Reading and studying take much longer than expected. When planning your day or week, make sure you allow plenty of time to do “unsubmitted” tasks like reading and studying. Some students forget to count them as homework (yuck!).
So how do you plan enough time to read and study? Try that:
- Get an idea of how long it takes you to read different types of documents. For example, if you read Beloved in English class, time yourself by reading 10 pages. From then on, use this benchmark time to estimate how long it will take you to do your nighttime reading assignment.
- Do the same for reading textbooks: time yourself reading one or two pages. Then, use that as a benchmark to estimate how long your nighttime reading assignments will take you.

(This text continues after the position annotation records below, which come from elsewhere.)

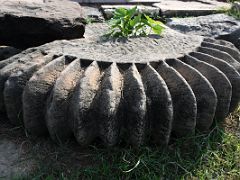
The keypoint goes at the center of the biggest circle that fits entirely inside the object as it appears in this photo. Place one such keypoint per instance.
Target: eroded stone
(29, 23)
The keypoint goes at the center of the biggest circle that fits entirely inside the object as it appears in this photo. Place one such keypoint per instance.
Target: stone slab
(108, 10)
(28, 23)
(171, 8)
(210, 25)
(115, 1)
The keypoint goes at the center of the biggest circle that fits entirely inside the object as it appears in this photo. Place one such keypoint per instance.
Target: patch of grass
(215, 155)
(130, 22)
(234, 12)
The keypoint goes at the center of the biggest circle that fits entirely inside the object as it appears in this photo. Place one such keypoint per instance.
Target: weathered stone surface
(36, 92)
(205, 95)
(173, 8)
(233, 37)
(159, 101)
(222, 87)
(58, 102)
(108, 10)
(136, 90)
(211, 25)
(92, 13)
(29, 23)
(228, 70)
(115, 1)
(184, 101)
(7, 51)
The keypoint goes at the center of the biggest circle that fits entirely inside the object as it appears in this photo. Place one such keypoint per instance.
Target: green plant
(130, 22)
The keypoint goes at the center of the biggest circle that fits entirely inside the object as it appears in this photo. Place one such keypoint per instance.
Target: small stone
(92, 14)
(7, 51)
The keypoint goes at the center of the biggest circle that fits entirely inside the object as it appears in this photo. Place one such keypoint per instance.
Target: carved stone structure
(145, 89)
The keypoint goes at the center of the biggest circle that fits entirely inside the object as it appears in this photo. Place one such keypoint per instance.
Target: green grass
(208, 156)
(231, 11)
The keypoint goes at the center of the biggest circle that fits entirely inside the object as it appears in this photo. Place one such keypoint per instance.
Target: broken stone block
(29, 23)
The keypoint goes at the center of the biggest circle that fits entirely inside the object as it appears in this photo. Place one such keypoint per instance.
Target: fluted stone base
(145, 89)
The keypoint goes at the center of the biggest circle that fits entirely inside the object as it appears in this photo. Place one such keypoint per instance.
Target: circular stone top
(132, 50)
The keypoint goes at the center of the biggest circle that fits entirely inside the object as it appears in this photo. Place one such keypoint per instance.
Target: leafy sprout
(130, 22)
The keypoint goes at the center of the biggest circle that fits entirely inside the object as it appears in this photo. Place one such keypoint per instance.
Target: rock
(115, 1)
(92, 14)
(7, 51)
(233, 37)
(236, 6)
(173, 8)
(211, 25)
(108, 10)
(137, 90)
(29, 23)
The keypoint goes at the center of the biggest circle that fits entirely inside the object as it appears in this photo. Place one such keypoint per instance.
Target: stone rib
(14, 88)
(135, 107)
(106, 105)
(221, 55)
(82, 117)
(229, 71)
(184, 101)
(159, 106)
(222, 86)
(36, 92)
(15, 67)
(231, 51)
(203, 91)
(58, 102)
(221, 42)
(115, 92)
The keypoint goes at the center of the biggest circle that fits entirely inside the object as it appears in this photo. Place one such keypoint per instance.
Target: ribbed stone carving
(140, 90)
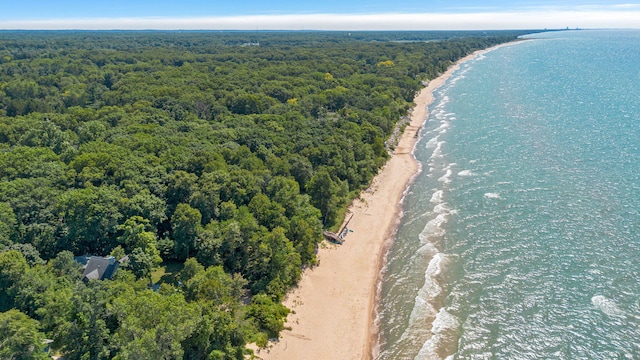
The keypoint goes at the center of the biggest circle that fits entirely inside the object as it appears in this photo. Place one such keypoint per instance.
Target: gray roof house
(98, 267)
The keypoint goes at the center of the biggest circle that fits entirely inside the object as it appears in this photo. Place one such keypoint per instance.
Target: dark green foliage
(155, 146)
(21, 339)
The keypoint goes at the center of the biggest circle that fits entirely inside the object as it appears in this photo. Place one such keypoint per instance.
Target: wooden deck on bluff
(332, 237)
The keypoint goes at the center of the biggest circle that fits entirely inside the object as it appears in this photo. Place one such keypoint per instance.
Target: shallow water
(521, 236)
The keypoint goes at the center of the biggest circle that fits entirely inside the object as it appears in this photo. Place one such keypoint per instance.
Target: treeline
(198, 148)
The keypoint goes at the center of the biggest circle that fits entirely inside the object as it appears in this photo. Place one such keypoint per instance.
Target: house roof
(98, 267)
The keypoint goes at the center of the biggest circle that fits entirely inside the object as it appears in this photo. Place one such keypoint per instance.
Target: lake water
(521, 236)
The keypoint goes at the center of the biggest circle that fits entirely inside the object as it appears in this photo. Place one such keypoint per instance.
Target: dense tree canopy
(197, 150)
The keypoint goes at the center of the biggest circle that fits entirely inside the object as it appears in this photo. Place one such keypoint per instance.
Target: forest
(208, 162)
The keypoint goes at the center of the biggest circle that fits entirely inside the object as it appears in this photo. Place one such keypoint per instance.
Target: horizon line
(507, 20)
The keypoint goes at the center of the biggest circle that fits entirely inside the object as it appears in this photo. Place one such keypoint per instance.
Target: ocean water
(521, 236)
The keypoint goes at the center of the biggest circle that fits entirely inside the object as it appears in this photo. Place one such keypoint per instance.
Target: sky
(317, 15)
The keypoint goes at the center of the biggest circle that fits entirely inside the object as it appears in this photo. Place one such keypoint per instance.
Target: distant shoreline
(333, 308)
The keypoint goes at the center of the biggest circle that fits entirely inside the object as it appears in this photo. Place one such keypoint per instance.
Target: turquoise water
(521, 237)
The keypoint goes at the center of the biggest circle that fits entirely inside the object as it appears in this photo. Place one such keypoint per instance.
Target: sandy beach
(333, 306)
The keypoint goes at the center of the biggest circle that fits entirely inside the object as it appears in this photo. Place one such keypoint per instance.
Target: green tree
(151, 326)
(185, 223)
(7, 224)
(20, 338)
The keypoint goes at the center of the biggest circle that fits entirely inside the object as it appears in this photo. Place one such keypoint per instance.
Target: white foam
(434, 228)
(442, 327)
(441, 208)
(607, 306)
(446, 178)
(432, 142)
(437, 197)
(466, 173)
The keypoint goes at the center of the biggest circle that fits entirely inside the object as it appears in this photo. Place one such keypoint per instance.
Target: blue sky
(327, 14)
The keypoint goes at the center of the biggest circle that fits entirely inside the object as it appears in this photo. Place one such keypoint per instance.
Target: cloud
(537, 19)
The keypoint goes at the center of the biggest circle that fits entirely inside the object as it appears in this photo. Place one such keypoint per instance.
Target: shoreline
(333, 309)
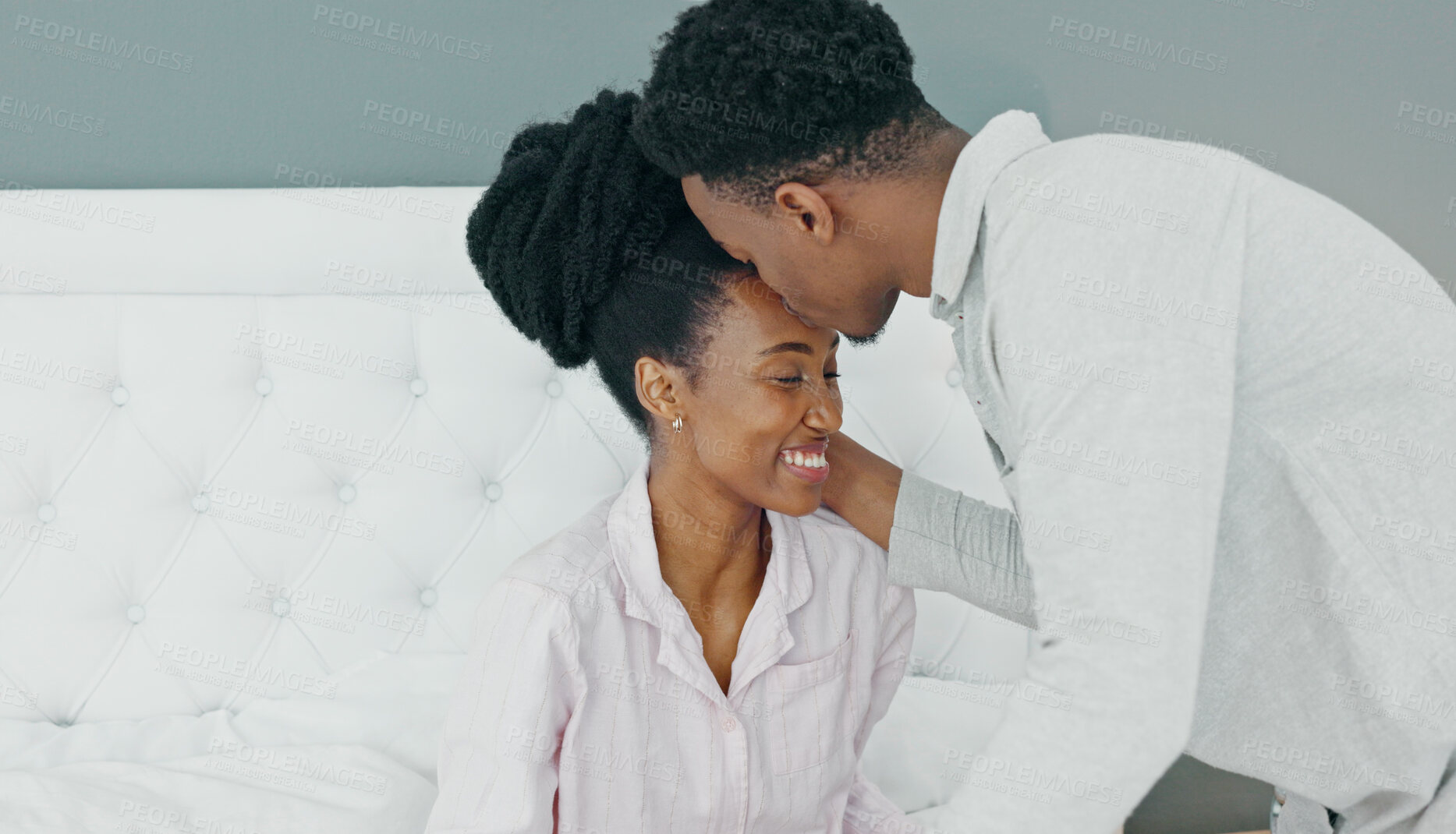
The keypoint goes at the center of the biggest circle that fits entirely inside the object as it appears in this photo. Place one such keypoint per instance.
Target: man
(1215, 398)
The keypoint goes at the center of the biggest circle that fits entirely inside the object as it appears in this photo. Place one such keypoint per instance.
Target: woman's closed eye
(792, 380)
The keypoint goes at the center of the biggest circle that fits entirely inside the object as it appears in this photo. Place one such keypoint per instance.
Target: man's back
(1330, 647)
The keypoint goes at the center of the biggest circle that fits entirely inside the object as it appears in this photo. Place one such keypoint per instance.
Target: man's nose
(792, 312)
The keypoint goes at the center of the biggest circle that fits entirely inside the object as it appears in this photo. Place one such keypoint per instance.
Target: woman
(707, 649)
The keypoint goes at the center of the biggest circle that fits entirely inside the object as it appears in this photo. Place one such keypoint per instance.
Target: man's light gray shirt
(1222, 406)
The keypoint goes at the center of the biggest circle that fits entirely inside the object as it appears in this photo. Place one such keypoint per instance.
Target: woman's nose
(827, 412)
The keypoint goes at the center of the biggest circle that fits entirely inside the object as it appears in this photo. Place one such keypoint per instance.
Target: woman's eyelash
(831, 374)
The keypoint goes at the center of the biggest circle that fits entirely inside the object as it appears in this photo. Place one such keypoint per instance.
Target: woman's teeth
(799, 459)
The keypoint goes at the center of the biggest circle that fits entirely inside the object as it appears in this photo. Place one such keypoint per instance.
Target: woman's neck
(712, 545)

Conclusion: We all make mistakes in managing our time
All students (and professionals!) make time management mistakes. It is because we are human. The problem isn’t the day you misjudge your free time or procrastinate too long on a trial – we everything do that from time to time. The problem is when we make these mistakes over and over again and they start to impact our mental health and our grades.
Time management is difficult, but it is not impossible. In the end, it comes down to some math, good planning, and a radical acceptance that the hard stuff won’t kill us.